If anyone on Yap—where fishermen eventually shifted from canoes to wooden or fiberglass boats powered by outboard motors—carried even part of such knowledge in his brain, no one told me about it. Boats carried compasses or didn’t venture far offshore; if you wanted to get to one of the outer islands in the 1970s, you took the mailboat or flew. Traditional navigation was historical lore, little more.
Thomas, however, spent most of his Micronesian time on one of the Yap District’s most distant—and traditional—islands, Satawal, where the mailboat went once a month. Traditions were stronger, even at the time he was there, some 15 years after I lived on Yap.
Islands anywhere can be places of magic and secrets.

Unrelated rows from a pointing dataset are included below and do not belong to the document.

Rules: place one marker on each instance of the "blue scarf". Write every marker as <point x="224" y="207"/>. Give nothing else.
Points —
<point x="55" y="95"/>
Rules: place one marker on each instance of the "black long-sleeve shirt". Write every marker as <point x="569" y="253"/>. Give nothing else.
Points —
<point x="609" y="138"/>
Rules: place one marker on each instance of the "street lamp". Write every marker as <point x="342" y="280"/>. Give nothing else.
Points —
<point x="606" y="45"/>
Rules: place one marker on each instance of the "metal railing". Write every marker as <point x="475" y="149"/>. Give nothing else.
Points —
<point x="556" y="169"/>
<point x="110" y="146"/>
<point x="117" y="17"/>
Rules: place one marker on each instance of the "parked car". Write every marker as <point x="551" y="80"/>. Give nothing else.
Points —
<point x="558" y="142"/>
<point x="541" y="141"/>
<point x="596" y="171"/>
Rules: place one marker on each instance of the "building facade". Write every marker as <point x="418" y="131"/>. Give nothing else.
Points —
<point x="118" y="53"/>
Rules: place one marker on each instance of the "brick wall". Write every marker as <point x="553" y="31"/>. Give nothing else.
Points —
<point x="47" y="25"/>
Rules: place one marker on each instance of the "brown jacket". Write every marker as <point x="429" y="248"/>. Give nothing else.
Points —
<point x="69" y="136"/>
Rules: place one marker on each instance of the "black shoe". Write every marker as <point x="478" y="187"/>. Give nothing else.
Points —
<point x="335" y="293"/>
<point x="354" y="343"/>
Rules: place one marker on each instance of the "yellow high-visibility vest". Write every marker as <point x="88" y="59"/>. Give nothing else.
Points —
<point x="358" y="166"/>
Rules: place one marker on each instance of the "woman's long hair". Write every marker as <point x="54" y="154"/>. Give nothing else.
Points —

On Yap in the 1960s I got to know a “magic man” who could make it rain: show him how much water you needed to fill your catchment or tank and when (“tomorrow or the next day,” you were supposed to tell him), ask him politely, and give him a small gift (preferably a bottle of Japanese whiskey). We did those things and stood by, not forgetting tales of a typhoon that had struck Yap when the U.S. Navy had presented its chosen weather man with a whole case of whiskey. On schedule, it rained and our tanks filled to the brim. In the 1960s at least, Yapese weather magic was still potent and believable.
Fifteen years later, in the face of clannish and chiefly jealousy and secrecy surrounding traditional navigation, Thomas earns enough of some islanders’ trust to apprentice himself to one or more navigators. He learns at least some of their secrets and even travels with them aboard breadfruit-wood outriggers to islands even more remote than Satawal. The navigation he saw and learned about may not have been as “magical” as what I experienced—it was based on generations of observations and practice—but much of it was off-limits to most outsiders. Penetrating that secrecy was the key to writing this book, the second (revised and well-illustrated) edition of which I’ve now read. I spent years as a journalist, and I know good journalism when I see it.
From the Phoenicians to the present, navigation has evolved, developing—often in secret—around human needs for everything from fish to treasure. Medieval Portuguese fished the grounds off Newfoundland for years without revealing how they got there and made fortunes in the process; Englishmen and other Europeans puzzled over longitude centuries before discovering the virtues of an accurate clock for that purpose; ancient Chinese contributed the magnetic compass. More modern times have given us LORAN (a tall tower was built on Yap to send its signals to aircraft and Navy ships); Satellite Navigation (SatNav) and the Global Positioning System or GPS.
The navigation story will always be a global one, rich with secrets and surprises, and Micronesian navigation is an important part of that story. Steve Thomas’ exploration and telling are real contributions to it.
David D. Platt is former editor of The Working Waterfront.